Now, as you can imagine, many Christian Conservationists also tend to be conservatives politically and some of the principles above come in conflict with the beliefs of fiscal conservatives.  Moral conservatives, which I consider myself to be, do not believe in murdering humans.  We equate the abortion of a human as murder.  So because liberals tend to not vote against abortion, we tend to vote conservative.  It's really that simple and that is something some people cannot accept.

Many of you who are reading this just became angry.  I am sorry that you feel this way because I probably have more in common with you than you think, but I cannot condone murder on any level. 

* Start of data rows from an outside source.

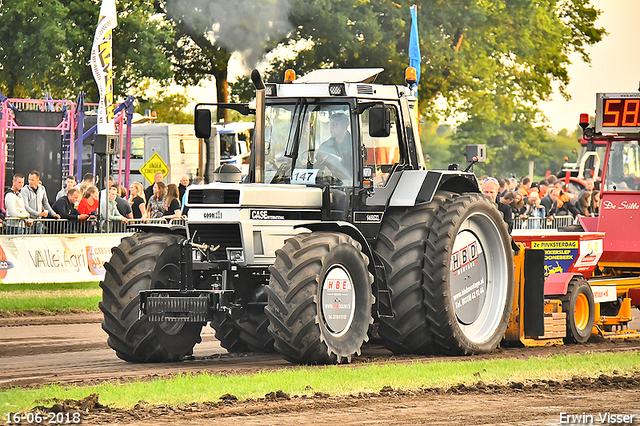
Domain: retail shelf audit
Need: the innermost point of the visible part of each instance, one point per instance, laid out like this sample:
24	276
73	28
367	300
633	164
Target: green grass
334	380
49	298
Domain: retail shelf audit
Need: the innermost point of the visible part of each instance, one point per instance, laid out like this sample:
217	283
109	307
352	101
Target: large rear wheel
319	298
144	261
579	306
400	247
468	282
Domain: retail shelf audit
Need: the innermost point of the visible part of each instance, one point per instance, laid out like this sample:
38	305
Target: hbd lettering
603	418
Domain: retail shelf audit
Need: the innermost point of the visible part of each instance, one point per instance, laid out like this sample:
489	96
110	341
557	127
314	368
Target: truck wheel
468	281
400	246
253	324
579	306
319	298
144	261
227	333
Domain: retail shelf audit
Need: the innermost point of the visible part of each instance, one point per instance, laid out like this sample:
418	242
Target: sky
615	65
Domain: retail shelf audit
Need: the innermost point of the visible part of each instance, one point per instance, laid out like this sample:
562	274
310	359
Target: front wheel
319	298
579	306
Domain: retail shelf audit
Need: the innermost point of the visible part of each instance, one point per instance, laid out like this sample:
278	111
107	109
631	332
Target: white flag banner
102	65
55	259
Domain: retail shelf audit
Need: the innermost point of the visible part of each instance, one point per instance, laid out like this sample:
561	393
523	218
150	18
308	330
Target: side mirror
379	122
202	123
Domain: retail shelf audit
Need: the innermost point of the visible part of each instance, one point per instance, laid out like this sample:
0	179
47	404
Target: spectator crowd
537	203
81	207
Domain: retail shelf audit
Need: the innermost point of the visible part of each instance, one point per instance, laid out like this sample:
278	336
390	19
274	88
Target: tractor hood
254	195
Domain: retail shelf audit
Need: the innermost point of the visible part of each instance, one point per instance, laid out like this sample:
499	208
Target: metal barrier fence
543	223
17	226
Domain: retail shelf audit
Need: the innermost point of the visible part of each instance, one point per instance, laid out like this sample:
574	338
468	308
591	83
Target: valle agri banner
55	259
102	65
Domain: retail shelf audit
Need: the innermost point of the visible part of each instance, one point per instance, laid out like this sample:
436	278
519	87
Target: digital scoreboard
618	112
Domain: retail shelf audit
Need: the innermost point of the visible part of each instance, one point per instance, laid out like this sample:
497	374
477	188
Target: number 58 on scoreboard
618	112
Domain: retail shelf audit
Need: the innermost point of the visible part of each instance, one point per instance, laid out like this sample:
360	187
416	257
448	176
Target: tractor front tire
144	261
320	298
579	306
469	274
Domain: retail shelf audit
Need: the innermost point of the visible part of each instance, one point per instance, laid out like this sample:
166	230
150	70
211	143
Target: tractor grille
222	234
214	196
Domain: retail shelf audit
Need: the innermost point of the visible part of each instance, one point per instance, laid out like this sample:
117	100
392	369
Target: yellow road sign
154	165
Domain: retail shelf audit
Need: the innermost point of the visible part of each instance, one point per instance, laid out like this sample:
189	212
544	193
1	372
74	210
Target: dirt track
72	349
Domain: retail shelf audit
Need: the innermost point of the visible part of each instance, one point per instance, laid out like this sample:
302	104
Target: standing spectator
595	202
490	189
70	182
17	214
124	208
534	210
89	202
525	184
155	205
148	193
87	180
518	204
171	203
109	210
543	186
65	208
198	180
36	201
137	201
550	203
182	188
588	186
580	206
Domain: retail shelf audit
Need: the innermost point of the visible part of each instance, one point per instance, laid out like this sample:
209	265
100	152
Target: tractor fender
160	229
345	228
557	284
416	187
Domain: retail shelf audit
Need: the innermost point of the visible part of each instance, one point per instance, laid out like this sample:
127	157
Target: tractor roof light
337	89
289	76
410	76
584	120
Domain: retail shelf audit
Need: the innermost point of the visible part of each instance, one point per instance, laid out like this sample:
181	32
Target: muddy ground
72	349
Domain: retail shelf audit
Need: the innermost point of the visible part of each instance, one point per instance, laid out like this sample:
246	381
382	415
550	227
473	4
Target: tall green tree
209	31
45	47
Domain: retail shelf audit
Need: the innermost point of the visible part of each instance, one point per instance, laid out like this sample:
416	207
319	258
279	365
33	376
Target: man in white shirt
17	214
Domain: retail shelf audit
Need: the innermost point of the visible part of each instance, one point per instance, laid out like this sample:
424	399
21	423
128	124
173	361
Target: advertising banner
102	65
55	259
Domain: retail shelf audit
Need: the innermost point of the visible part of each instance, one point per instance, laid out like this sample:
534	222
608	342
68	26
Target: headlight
235	255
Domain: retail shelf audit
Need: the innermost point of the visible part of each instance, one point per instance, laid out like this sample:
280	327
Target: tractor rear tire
469	274
227	333
320	298
579	306
400	247
144	261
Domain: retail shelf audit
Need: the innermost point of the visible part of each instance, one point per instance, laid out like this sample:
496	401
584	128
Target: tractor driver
336	152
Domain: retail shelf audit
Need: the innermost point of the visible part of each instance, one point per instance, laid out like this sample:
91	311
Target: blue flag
414	44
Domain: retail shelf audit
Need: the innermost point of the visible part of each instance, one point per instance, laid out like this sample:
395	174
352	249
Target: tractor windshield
308	143
623	168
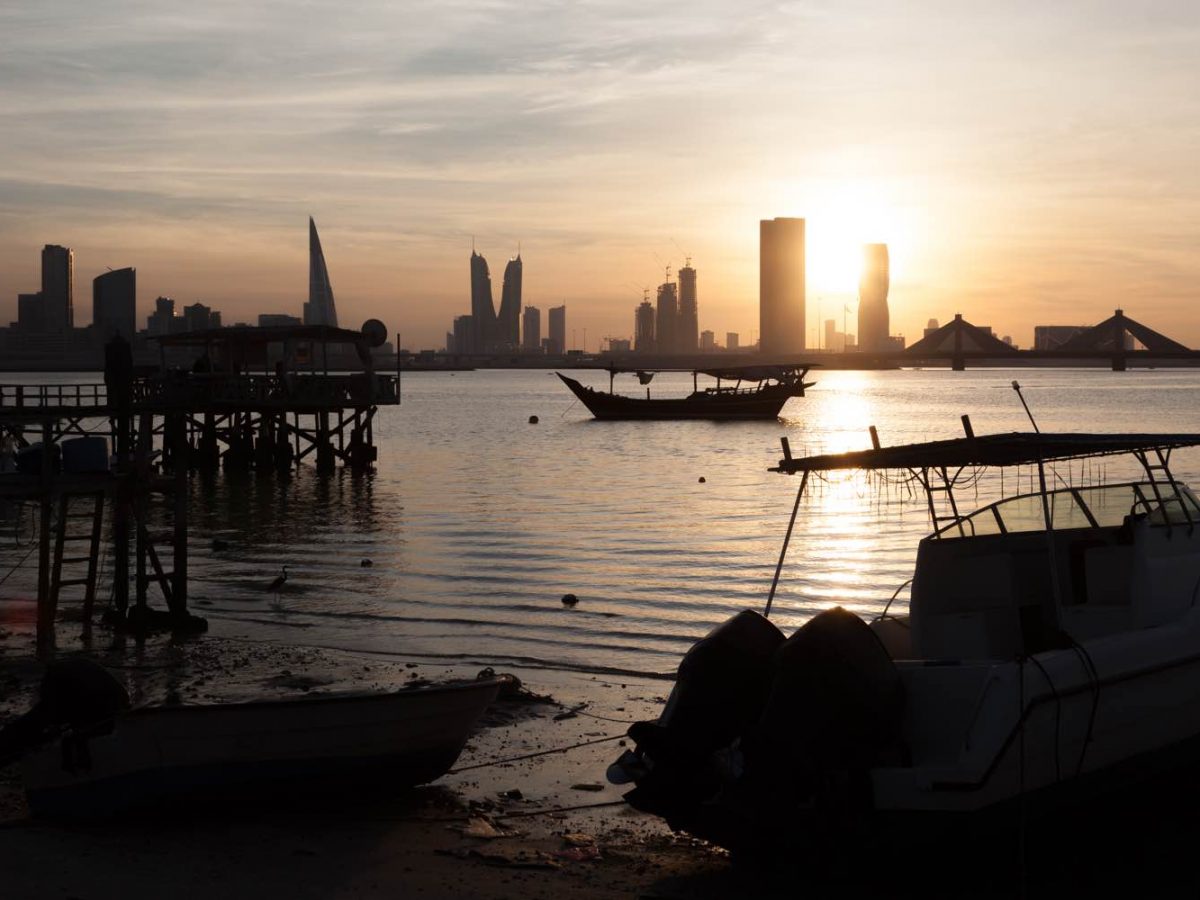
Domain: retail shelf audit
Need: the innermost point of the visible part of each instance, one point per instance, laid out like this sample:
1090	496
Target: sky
1026	162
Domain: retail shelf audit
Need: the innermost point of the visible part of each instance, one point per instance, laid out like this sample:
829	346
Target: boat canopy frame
930	465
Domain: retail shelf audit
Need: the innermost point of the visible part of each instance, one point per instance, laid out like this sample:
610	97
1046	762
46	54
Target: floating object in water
275	586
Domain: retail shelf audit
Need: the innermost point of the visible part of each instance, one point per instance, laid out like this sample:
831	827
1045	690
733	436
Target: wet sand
507	829
543	827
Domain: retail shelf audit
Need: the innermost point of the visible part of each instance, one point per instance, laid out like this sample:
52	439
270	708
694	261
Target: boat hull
389	741
762	405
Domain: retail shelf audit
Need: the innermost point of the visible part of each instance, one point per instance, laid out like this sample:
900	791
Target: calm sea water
478	522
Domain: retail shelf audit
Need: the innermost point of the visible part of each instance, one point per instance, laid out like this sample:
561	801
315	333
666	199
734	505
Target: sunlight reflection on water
478	522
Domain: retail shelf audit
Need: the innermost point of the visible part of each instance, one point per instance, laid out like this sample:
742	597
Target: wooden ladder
1157	486
89	556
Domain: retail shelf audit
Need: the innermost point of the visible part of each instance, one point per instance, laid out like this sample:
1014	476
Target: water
478	522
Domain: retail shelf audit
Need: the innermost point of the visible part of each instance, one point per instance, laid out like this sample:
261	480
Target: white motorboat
103	761
1050	649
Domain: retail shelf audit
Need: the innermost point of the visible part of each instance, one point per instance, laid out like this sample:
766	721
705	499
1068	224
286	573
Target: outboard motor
720	690
835	706
76	695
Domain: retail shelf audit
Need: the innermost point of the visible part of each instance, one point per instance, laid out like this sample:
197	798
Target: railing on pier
175	390
289	391
52	396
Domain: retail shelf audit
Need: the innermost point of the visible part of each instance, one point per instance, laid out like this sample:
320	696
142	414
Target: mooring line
534	755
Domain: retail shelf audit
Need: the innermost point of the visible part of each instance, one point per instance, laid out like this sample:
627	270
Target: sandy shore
487	832
544	827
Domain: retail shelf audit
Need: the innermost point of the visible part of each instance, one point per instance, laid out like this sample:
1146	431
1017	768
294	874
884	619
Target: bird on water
275	586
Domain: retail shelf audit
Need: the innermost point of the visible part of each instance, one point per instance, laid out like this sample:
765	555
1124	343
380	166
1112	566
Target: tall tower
58	287
689	317
114	304
781	294
319	310
483	310
873	299
557	329
643	328
666	327
509	324
532	325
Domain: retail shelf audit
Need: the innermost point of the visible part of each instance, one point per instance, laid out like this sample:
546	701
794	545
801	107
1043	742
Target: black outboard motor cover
723	683
76	694
720	690
835	703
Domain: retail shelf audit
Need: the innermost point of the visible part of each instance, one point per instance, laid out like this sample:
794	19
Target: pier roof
1012	449
247	335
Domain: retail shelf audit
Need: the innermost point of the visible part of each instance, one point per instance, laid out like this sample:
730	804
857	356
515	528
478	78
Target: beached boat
1050	651
145	756
772	387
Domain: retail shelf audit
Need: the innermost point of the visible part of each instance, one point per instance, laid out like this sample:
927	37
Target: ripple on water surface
477	522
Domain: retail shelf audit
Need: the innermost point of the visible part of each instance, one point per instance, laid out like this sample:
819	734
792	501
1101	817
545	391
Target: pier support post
177	436
324	445
45	607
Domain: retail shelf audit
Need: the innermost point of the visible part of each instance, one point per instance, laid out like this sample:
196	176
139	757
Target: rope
533	756
19	563
559	809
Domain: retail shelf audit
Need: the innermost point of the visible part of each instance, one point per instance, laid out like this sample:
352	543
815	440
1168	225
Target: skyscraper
162	321
532	327
781	294
197	317
114	304
557	329
873	299
30	313
483	310
463	334
643	328
58	287
319	310
666	325
688	323
509	321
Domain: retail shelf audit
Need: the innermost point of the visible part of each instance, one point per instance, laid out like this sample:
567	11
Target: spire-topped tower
509	319
319	310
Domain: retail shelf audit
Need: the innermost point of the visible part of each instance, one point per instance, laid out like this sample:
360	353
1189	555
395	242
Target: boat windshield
1079	508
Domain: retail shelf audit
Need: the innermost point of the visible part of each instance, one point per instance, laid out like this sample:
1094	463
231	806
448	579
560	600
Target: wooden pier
253	397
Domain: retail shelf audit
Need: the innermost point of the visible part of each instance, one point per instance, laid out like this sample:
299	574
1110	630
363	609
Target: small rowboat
150	755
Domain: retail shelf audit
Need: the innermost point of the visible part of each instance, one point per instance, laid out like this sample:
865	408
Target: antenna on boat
1017	388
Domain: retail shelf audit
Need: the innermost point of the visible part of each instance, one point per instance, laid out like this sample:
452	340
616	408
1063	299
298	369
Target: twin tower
781	289
491	331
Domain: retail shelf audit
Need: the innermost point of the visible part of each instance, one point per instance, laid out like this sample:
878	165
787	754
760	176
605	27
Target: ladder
953	517
83	546
1168	490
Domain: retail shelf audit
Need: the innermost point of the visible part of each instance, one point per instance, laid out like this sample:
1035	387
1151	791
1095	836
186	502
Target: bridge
959	341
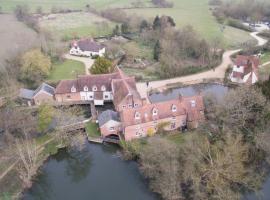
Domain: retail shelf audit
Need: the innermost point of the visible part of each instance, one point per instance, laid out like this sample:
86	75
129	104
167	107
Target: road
88	62
218	73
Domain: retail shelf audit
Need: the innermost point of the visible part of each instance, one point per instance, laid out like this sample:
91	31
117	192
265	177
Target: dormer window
103	88
155	111
193	103
174	108
94	88
85	88
137	115
73	89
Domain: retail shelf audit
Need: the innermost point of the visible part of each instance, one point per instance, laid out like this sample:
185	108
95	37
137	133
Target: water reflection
206	89
96	173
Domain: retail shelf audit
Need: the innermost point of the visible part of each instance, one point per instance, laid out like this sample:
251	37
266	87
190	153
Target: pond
217	90
97	173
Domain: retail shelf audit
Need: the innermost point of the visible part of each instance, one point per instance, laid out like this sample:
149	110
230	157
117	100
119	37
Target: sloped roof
88	45
89	81
106	116
124	87
164	110
46	88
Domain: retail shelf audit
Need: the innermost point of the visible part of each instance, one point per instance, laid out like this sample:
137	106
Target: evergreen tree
116	30
156	23
125	28
157	51
144	25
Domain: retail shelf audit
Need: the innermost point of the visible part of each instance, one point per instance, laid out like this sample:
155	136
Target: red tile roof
190	106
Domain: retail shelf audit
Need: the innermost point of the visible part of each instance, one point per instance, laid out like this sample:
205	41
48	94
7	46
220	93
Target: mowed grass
9	5
197	14
265	57
78	24
68	69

We also may not like other aspects such as fracking in areas which damage the environment.  We also believe in the conservation of birds and mammals of all kinds. We do not like waste, period!  Life is precious, period!  



Finally, Pure Subjective Opinion and the Wrap Up


When I view an animal, it is much different than most of society.  When I view it, I see an amazing creation, created by God.  I view, marvel and respect his creation, but I also see myself as a potential predator.  

Much as a hawk will kill a rabbit if he needs it for food, so would I (if I had to, to survive).  This always has to be balanced against the population and conservation of the species. God has given me a sharp mind and I have the ability to conserve his creation.  I choose to not hunt because I do not need to.  I would rather let the creature go about his life and let me document his behavior than shed its blood. I long for the days of The Garden, where man and animal could live in perfect harmony.   

As far as eating animals, If I had to choose a diet for pure health reasons, it would be fish, seeds, fruits and vegetables.  I feel like this offers the human body the best sources of protein, sugar, minerals and vitamins.  I do not condemn those who are vegetarians or those who eat meat.

The key difference between the human and the animal is the ability to use our minds to affect the outcome of diverse situations and the fact that we have a spirit.  We were created to worship and take care of God's creation.  We have within us the power to take care of God's creation just as he intended us to and the capacity for eternal life. We were created higher than the animal.  That is why we must take them under our wing.

I do not want to argue with you on any of this.  This is just a stated opinion and I do not want to debate this.  Life is too short to argue at length on this topic.  Just consider the opinion, adapt it or agree to disagree and move along.